Mirrors, naturally, should be placed where their reflections will not worry those who would sit at ease. Mirrors over the mantelpiece have long been conventional: their place is more often in dark corners where they can be ornamental as well as useful.

Colour gives a clear-cut message. Here the effect of memory already mentioned is even stronger. The colours of fire and flame and sun and rich warm blood take on the other attributes of these things, whereas blues and greens call up a hint of the coolness of sea, sky and foliage. And so the blue or green furnishings—curtains, covers and cushions—that have made the room a delightfully cool retreat in summer can now give way to those of warmer hues, making the room a cheerful place on cold, wet days. And the gain in cheerfulness and warmth can be obtained without sacrifice, a study in contrasts merely yielding to an equally charming study in harmony, or conversely.

There is further good fortune in that these warm colours are just those which are made more bril­liant by artificial light.

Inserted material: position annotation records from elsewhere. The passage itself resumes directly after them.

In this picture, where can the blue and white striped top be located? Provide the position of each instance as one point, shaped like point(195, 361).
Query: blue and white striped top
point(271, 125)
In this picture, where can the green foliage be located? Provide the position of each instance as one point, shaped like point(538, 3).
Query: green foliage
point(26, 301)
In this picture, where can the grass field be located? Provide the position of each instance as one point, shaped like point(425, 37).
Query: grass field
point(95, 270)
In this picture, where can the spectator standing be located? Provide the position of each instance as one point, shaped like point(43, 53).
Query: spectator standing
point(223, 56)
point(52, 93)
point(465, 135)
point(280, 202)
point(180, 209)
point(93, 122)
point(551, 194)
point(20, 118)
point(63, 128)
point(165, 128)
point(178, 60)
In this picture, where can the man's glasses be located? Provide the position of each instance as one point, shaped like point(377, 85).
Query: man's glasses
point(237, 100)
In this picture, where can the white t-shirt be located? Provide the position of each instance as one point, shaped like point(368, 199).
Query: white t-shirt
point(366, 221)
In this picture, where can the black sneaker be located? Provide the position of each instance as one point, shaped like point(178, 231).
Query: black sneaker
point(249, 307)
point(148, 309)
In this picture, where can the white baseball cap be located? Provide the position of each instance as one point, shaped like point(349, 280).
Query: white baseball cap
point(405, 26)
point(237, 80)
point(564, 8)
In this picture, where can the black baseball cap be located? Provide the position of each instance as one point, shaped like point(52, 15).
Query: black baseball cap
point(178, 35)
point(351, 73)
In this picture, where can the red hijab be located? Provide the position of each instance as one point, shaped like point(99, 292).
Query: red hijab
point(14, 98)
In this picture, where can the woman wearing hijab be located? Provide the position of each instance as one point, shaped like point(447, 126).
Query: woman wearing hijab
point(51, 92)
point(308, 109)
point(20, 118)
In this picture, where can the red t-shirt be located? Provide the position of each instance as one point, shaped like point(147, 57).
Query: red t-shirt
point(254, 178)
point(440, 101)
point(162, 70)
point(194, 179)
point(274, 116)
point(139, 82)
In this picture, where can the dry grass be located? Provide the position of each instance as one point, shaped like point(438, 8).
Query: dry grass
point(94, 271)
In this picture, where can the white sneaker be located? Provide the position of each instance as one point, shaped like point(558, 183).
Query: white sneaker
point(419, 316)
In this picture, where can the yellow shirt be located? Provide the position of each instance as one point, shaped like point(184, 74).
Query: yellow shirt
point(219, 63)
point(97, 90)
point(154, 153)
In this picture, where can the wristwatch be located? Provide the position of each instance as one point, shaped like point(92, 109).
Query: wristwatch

Moreover, there seems to be some subtle inter­relationship between warm black and these other warm colours. Certainly black is the foil for the gay reds and yellows, as white sets off greens, blues and violets. Colours seen against black remain pure and yet appear brighter by contrast. This can be seen by partly covering a coloured cloth with a black one, gazing at the junction of the cloths for a while and then suddenly removing the black, when the colour formerly covered shines out brighter than the rest of the cloth of the same colour. So it is when our eye wanders over a scheme containing touches of black—after the black the colours appear extra rich and vivid.